Forbearance set to improve convexity, reduce supply
admin | April 3, 2020
This document is intended for institutional investors and is not subject to all of the independence and disclosure standards applicable to debt research reports prepared for retail investors.
The economic shutdown intended to stop the spread of COVID-19 has caused millions of people to lose their jobs, and the number should grow. Conventional and government borrowers that lose their jobs can skip mortgage payments for up to12 months without hurting their credit. The potential surge in delinquencies in agency MBS could slow prepayment speeds significantly, by 10% in conventional MBS and close to 20% in Ginnie Mae MBS. But mortgage originators can reduce interest rates to keep their pipelines full, which could increase prepayment speeds on more refinanceable loans. The initial surge in unemployment could also reduce gross MBS supply by 5% to 10% over the next two months by preventing loans from closing, but supply should stabilize once unemployment peaks.

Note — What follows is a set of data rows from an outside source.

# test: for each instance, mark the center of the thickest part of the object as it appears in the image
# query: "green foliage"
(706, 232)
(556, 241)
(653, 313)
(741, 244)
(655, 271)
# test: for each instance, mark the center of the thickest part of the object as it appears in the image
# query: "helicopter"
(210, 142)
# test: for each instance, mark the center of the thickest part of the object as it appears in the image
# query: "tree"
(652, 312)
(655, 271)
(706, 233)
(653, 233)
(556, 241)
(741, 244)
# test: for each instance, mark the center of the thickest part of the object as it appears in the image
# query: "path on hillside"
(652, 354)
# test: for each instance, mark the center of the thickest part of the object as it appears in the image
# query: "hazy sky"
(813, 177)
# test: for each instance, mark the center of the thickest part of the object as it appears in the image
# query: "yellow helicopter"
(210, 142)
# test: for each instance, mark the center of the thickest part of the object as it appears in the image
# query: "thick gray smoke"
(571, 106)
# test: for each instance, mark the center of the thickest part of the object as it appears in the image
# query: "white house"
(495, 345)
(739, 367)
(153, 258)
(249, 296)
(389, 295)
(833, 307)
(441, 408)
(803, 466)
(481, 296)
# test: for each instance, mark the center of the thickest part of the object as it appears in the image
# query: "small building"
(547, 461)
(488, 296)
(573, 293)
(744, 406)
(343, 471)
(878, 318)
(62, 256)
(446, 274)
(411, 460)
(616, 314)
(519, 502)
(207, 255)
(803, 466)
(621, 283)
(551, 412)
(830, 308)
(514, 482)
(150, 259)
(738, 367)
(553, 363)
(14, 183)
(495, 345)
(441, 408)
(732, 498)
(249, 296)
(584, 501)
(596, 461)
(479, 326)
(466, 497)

High unemployment improves MBS convexity
Prepayment speeds could slow 10% on conventional MBS and 20% on Ginnie Mae MBS if the unemployment rate reaches 13.5% in June. This is the mid-point of a 12% to 15% range being predicted by many economists. Nearly 10 million workers filed new unemployment claims over the last two weeks, representing roughly 6.25% of the workforce. This may already be enough to push the unemployment rate to 10%.
Most of these borrowers are likely to stop paying on their mortgages since they have the option to skip up to 12 payments without hurting their credit. The percentage of delinquent loans should quickly jump as high as the unemployment rate. Dual-income families may be overcounted—if both borrowers are laid off it would generate only one delinquency, and in some instances where one borrower remains employed the income may be high enough to maintain payments. But these adjustments are likely to be small.
Unemployment is also more likely to affect FHA borrowers, so delinquencies should jump more in Ginnie Mae MBS than in conventional MBS. If the unemployment rate reaches 13.5% that could cause conventional delinquency rates to jump 10% and Ginnie Mae to jump 20%. Most of these borrowers are unlikely to prepay—whether voluntarily or through servicer buyout—since they will likely be on forbearance plans. This should lower overall prepayment speeds by 10% in conventional MBS and 20% in Ginnie Mae MBS.
Elevated buyout rates will be a huge risk later in the year and in 2021
Many of these delinquent loans may not cure, which would result in a spike in prepayments when those loans are bought out. To avoid a buyout, a loan either needs to cure or qualify for the GSEs’ new “payment deferral” program, which permits borrowers that are at most two months delinquent to defer those payments until payoff or maturity. But many loans may require modification or be taken to foreclosure, which could trigger a massive prepayment spike.
At this time Ginnie Mae does not offer a payment deferral program comparable to the GSEs’ program. However, after past natural disasters, Ginnie Mae MBS have proven less susceptible to a spike in buyouts. The majority of Ginnie Mae loans are serviced by non-bank lenders that are unlikely to have the capital to do buyouts, so borrowers are given more time to cure than in conventional MBS.
Supply drops in the short run due to loan fall-out
In the near term, MBS supply could fall by 5% to 10% due to the spike of new unemployment claims. A borrower laid off during the process of purchasing a home or refinancing a loan probably will be unable to close. This could also slow prepayment speeds by a similar percentage, which implies roughly 1 CPR to 2 CPR slower prepayments for the next couple of months. Ginnie Mae MBS should slow somewhat more than conventional.
But in the long run supply remains steady as originators lower interest rates
High delinquency rates reduce the number of borrowers that can refinance, but originators currently have room to lower mortgage rates to maintain origination volumes. Throughout March, originators appeared reluctant to drop mortgage rates below 3.25%, which corresponds to roughly 60% of loans having at least 75 basis points of rate incentive. The most recent Freddie Mac primary mortgage market survey rate was 3.33% and implies a primary-to-secondary spread of roughly 160 bp, about 70 bp above normal. If 20% of borrowers become ineligible to refinance, originators can respond by lowering rates to 3%. It is possible that COVID-19 could reduce capacity more; for example, if a significant number of loans officers were to become sick. That would reduce aggregate prepayment speeds and primary rates would stay higher.